Intelligent infrastructure driving IT facility costs down
Mon 12 Mar 2018 | Michael Akinla
The monitoring and analysis route to efficient energy usage within the data centre white space
The needs of the data centre operator and IT Facilities controller are changing. Previously, it was a situation of ‘up at any cost’ and hardware over-capacity and high power use were the default position. High energy use was a necessary weakness in this strategy, costing operators and end-users large sums of money in wasted energy, system downtime and maintenance. Today however, advances in server, storage, switch and infrastructure technology together with intelligent monitoring systems and millions of hours of facility analysis allows energy efficient systems to dramatically reduce operational expenditure benefiting the operator and user with cheaper energy costs, and higher performance solutions.

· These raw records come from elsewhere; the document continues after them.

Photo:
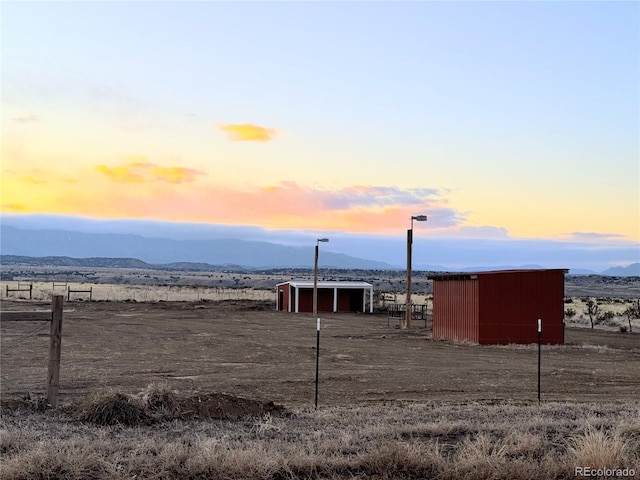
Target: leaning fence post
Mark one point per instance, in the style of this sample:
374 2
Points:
53 376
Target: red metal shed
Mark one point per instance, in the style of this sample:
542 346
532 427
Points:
499 307
297 296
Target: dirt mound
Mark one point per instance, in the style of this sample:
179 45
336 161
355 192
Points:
222 406
115 409
158 404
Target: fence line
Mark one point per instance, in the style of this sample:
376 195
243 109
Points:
55 344
22 288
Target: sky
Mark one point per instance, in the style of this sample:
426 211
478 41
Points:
514 125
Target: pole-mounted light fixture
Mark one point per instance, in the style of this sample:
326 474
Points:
315 314
417 218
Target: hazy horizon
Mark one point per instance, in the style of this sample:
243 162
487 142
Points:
514 126
451 253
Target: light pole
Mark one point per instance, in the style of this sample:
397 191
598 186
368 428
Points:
315 314
418 218
315 277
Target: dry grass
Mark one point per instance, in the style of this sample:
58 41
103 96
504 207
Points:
392 441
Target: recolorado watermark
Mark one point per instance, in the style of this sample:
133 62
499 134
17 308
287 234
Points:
604 472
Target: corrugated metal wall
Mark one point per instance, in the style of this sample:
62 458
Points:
455 310
511 303
305 299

Optimising the White Space
Understanding the utilisation of the cabinets within a white space is essential in maximising the effectiveness of the layout and the efficiencies that can be generated in respect of power, cooling and connectivity. When we discuss data centre white space, we mean the server, switch and data storage area, which also house the air handling equipment to those cabinets.
What is evident from recent industry research is that the cost of outages, and their frequency, is rising. Recent outages at a data centre used by Wikipedia shut down the site for hours, whilst Microsoft’s Outlook email service was shut down for 16-hours due to an unplanned outage. Both these incidents were caused by data centre servers overheating and the servers’ automated systems shutting down.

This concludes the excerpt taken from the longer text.